Yesterday morning, daughter and I headed to SPCA to get a kitten – a companion for Jasmine who seemed a bit lonely after old Ziggy died.  There were about 8 kittens available – 4 long-haired light tabbies (two of whom were fighting rather aggressively), and in the bottom cage, all male: a grey, grey-and-white, black-and-white, and a scrawny tabby.  I was attracted to the grey and white but daughter was immediately taken with the scrawny tabby with big ears.  He did have an Egyptian look about him but I didn’t think he was cute.  I indicated I didn’t really like him so daughter went in to look at the adult cats.  I stayed for a bit to check out the male kittens.  The black and white one wanted to bite me so I mentally ticked him off as a no.  The grey looked like a bit of a runt so that left the grey and white and the tabby.  The tabby was looking regal and serene on top of the carpeted ledge but came to me when I put my finger through.  I went and got daughter and we came back and I figured picking up the tabby to see how he was wouldn’t do any harm.  He immediately snuggled and purred.  Well, that did it.  He was a yes.  Looks weren’t as important as personality after all.

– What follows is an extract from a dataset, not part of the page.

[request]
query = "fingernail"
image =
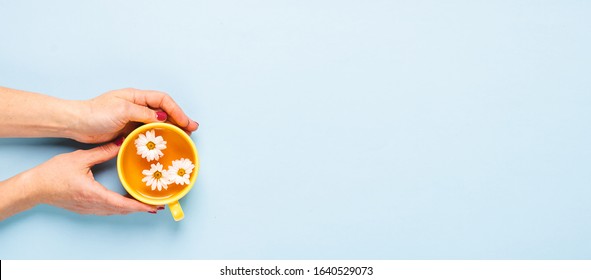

While waiting for the vet nurse to give him booster injection and flea treatment, a woman came in with a fox terrier and a black kitten.  They put the fox terrier in a cage but then the girl behind the counter told the woman they couldn’t accept the kitten because they were full.  “But it’s a stray”.  To make a long story short, she was moving and had taken the kitten in to feed out of the kindness of her heart and brought it to SPCA to rehome.  The girl kept saying they had no room but could put her on a waiting list to bring it in when they were less so.  “But, it’s not my cat.  I’m moving..” She was understandably getting irate.  “What do I do with it?” They couldn’t answer her.  Is it any wonder, then, that animals get abandoned when SPCA won’t take them.  The local SPCA is really far too small, with only about 20 cages for cats and two large cages for kittens.  I was thinking as we took our little kitten home that now they had room for the black one.  As it happened, the woman left the kitten somewhere (I didn’t see where) and drove off.  You would think the SPCA would take it anyway even if they were just going to put it down.  It was all rather sad.

Anyway, we got home and wondered how Jasmine would take the intruder.

She wasn’t too impressed, eyeing it and growling.

He was very energetic and it was hard to take a photo of him, but eventually he settled down.

Kitty slept on my bed all night and Jasmine stayed with daughter.  He was very good, only getting up at 5am to use the litter box and coming back to sleep.

Day Two and Jasmine still doesn’t want to go anywhere near him.  Unfortunately he wants to play with her and runs towards her.  She freaks out and runs away which just makes him chase after her.  Slowly, today, she’s been emerging from under daughter’s bed, but she still wants to go outside to avoid coming across the kitten.  Poor little nameless one just wants to play.  He’s very affectionate and both daughter and I nearly fell asleep in the heat yesterday with kitten sleeping on our chests, purring.

Hopefully tomorrow, Jasmine will come out of her shell a little more.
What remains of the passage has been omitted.